Provisioning in NVIDIA FLARE

A necessary first step in establishing a federation is provisioning to establish the identities of the server, clients, and admin clients.

When operating federated learning, communication channels use shared SSL certificates generated during provisioning to establish the identities and secure communication between participants.

Provisioning in NVIDIA FLARE generates mutual-trusted system-wide configurations for all participants so all of them can join the NVIDIA FLARE system across different locations. To achieve this, a provisioning tool powered by the Open Provision API and its builder modules is included in NVIDIA FLARE (nvflare.lighter) to create a startup kit for each participant with the necessary configuration artifacts.

The configurations usually include, but are not limited to, the following information:

  • network discovery, such as domain names, port numbers or IP addresses

  • credentials for authentication, such as certificates of participants and root authority

  • authorization policy, such as roles, rights and rules

  • tamper-proof mechanism, such as signatures

  • convenient commands, such as shell scripts with default command line options to easily start an individual participant

In order to enable developers to freely add / modify / remove the above configurations to fit their own requirements, we created the Open Provision API. Now developers can take advantage of this API to perform the provisioning tasks which meet their own requirements in addition to the default provisioning before for creating packages for the server, client, and administrators.

NVIDIA FLARE Open Provision API

Architecture

../_images/Open_Provision_API.png

The above diagram describes the architecture of NVIDIA FLARE Open Provision API in blue. Those two green blocks are the sample python code (provision.py) collecting project configuration information (project.yml) and interacting with components of Open Provision API to accomplish a provisioning task. The Provisioner and blocks inside the blue box are classes or subclasses of Open Provision API.

Details

project.yml

This is a simple yaml file, describing participants and builders. Note that Open Provision API itself does not define the format of this file. Any developer can create his/her own file that describes participants and builders in a different format. The developer can even store such information in one URL as long as there is code (provision.py in the above sample diagram) that can load the information and convert such information to calls to Open Provision API.

provision.py

This python file is the sample application to interact with the Open Provision API. It also loads project.yml, parses command line options, instantiates classes/subclasses defined from Open Provision API and displays helpful messages to users. As mentioned previously, developers are encouraged to modify provision.py or write their own applications that fit their own requirements. It is also possible to completely utilize Open Provision API without any standalone applications. For example, if developers have their existing applications and would like to add provisioning capabilities for the NVIDIA FLARE system, they can add API calls to Open Provision API to generate required outputs.

Provisioner

This is the container class that owns all instances of Study, Workspace, Provision Context, Builders and Participants, as shown in the above diagram. A typical usage of this class is like the following:

provisioner = Provisioner(workspace_full_path, builders)

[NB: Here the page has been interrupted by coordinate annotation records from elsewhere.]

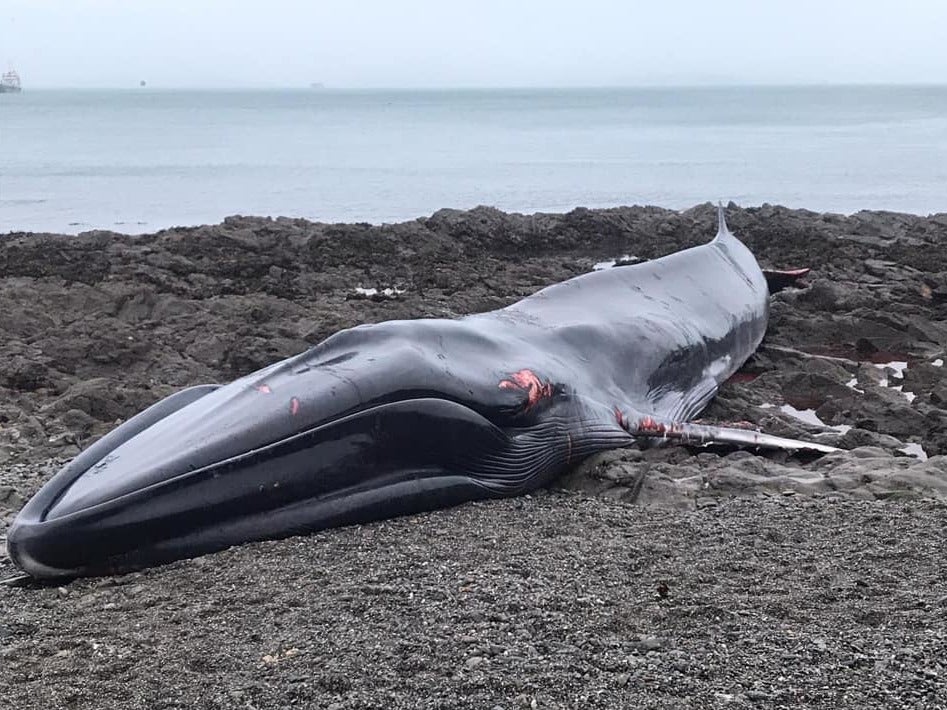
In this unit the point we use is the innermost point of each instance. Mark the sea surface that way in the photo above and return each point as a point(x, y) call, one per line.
point(141, 160)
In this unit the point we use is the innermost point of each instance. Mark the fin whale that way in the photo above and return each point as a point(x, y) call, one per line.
point(412, 415)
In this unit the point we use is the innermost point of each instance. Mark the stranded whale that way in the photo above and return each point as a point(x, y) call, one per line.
point(405, 416)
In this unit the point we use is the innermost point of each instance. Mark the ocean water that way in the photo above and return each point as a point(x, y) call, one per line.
point(140, 160)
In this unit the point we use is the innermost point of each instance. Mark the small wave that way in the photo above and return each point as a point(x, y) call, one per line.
point(24, 201)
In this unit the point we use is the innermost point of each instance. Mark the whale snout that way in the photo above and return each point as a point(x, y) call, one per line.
point(375, 463)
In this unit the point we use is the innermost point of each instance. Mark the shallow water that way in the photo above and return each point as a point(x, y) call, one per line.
point(139, 160)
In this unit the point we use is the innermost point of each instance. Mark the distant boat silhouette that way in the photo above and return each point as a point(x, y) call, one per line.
point(10, 83)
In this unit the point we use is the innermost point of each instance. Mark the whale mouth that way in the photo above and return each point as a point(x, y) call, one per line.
point(392, 459)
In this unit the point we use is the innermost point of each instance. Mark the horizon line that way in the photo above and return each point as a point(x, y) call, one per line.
point(537, 87)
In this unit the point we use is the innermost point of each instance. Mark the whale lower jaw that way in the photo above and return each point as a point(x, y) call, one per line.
point(329, 476)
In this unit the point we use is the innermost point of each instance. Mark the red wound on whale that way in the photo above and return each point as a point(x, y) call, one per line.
point(527, 380)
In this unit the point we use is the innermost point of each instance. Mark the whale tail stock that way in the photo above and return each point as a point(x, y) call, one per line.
point(708, 434)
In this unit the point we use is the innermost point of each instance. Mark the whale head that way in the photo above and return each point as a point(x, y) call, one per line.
point(376, 421)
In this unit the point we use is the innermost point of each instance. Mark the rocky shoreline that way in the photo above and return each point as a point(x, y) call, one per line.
point(97, 326)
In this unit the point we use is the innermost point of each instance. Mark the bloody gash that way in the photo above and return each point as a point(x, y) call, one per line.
point(405, 416)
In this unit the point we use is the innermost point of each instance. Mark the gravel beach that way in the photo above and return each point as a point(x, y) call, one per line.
point(670, 577)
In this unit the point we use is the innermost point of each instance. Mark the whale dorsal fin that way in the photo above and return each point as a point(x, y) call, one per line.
point(722, 229)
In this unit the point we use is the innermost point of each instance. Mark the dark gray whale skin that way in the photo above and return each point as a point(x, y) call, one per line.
point(404, 416)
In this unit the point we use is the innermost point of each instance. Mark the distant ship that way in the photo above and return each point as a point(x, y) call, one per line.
point(10, 83)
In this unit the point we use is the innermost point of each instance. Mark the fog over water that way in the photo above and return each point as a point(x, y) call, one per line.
point(485, 43)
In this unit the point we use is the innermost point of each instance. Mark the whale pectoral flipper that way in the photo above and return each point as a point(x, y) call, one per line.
point(703, 434)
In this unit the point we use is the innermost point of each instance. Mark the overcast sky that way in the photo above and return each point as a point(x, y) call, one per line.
point(462, 43)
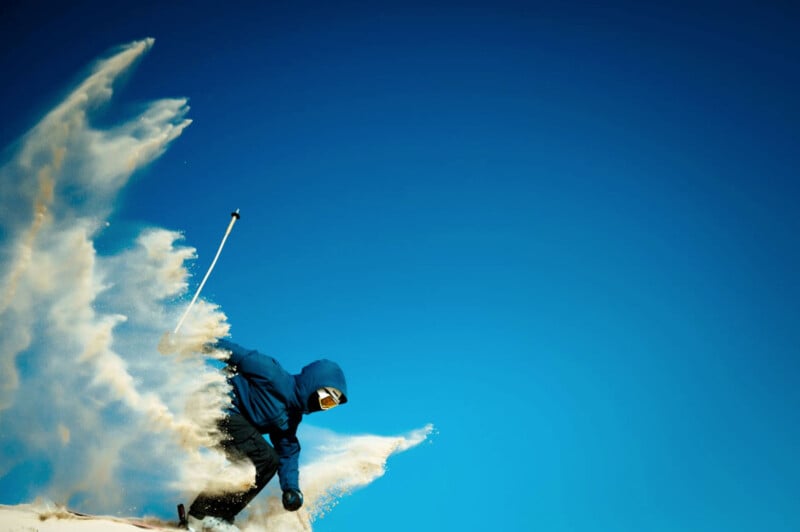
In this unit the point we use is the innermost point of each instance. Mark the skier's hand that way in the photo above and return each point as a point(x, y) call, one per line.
point(292, 499)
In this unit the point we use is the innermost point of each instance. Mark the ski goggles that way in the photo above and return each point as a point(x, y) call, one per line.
point(328, 397)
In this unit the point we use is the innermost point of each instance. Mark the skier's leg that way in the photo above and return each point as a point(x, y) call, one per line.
point(244, 442)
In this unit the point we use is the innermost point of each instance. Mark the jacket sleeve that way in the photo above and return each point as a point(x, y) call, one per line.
point(288, 448)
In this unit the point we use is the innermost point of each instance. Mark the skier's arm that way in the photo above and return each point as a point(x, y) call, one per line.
point(288, 448)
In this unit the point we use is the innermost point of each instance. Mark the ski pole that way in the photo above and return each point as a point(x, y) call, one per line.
point(234, 217)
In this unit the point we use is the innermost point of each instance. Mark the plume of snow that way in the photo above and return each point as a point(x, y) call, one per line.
point(94, 393)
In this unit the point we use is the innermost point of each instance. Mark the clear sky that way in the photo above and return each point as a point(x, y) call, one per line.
point(565, 234)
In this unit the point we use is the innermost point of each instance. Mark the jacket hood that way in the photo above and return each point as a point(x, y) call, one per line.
point(318, 374)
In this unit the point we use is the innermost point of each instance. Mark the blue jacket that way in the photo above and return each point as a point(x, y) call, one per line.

provisioner.provision(study)

Study

The Study class keeps information about participants. Therefore, information of any participant can be retrieved from the Study instance:

class Study(object):
   def __init__(self, name: str, description: str, participants: List[Participant]):
       self.name = name
       all_names = list()
       for p in participants:
           if p.name in all_names:
               raise ValueError(f"Unable to add a duplicate name {p.name} into this study.")
           else:
               all_names.append(p.name)
       self.description = description
       self.participants = participants

   def get_participants_by_type(self, type, first_only=True):
       found = list()
       for p in self.participants:
           if p.type == type:
               if first_only:
                   return p
               else:
                   found.append(p)
       return found

Participant

Each participant is one entity that communicates with other participants inside the NVIDIA FLARE system during runtime. Each participant has the following attributes: type, name, org and props. The attribute props is a dictionary and stores additional information:

class Participant(object):
   def __init__(self, type: str, name: str, org: str, *args, **kwargs):
       self.type = type
       self.name = name
       self.org = org
       self.subject = name
       self.props = kwargs

The name of each participant must be unique. This is enforced in Study’s __init__ method. The type defines the behavior of this participant when it is alive in the NVIDIA FLARE system. For example, type = ‘server’ defines that the participant acts as a server. Three types are commonly used for a typical NVIDIA FLARE system: server, client, and admin. However, developers can freely add other types when needed, such as ‘gateway,’ ‘proxy,’ or ‘database.’ The builders can take such information into consideration so that they can generate relevant results based on the type attribute.

Builder

The builders in the above diagram are provided as a convenient way to generate commonly used zip files for a typical NVIDIA FLARE system. Developers are encouraged to add / modify or even remove those builders to fit their own requirements.

Each builder is responsible for taking the information from study, its own __init__ arguments, and provisioner to generate data. For example, the HEBuilder is responsible for generating tenseal context files for server and client, but not admin. Additionally, the context for servers does not include either public key or secret key while the context for clients include both. Its __init__ arguments consist of poly_modules_degree, coeff_mod_bit_sizes, scale_bits and scheme. With all of the information, HEBuilder can output context files correctly.

Provisioner calls each builder’s initialize method first during provisioning time in a loop. This allows builders to prepare information and to populate their instance variables. After calling each builder’s initialize method, the Provisioner calls each builder’s build method in another loop. This method is usually implemented to execute the actual build process (generating necessary files). At the end, the provisioner calls the finalize method of each builder in REVERSE ORDER in the third loop so all builders have a chance to wrap up their states. This comes from the convention that the earlier a builder’s initialize method is called, the later its finalize method should be called.

The iterations in each of the above three loops are always determined by the builders list, the second argument passed to Provisioner class. Therefore, different orders in the builders list affect the results.

For example, when one builder’s finalize method cleans up and removes the wip folder which is shared by all builders, builders being called after it will not be able to access the wip folder.

Note

The collaboration among all builders is the responsibility of Open Provision API developers.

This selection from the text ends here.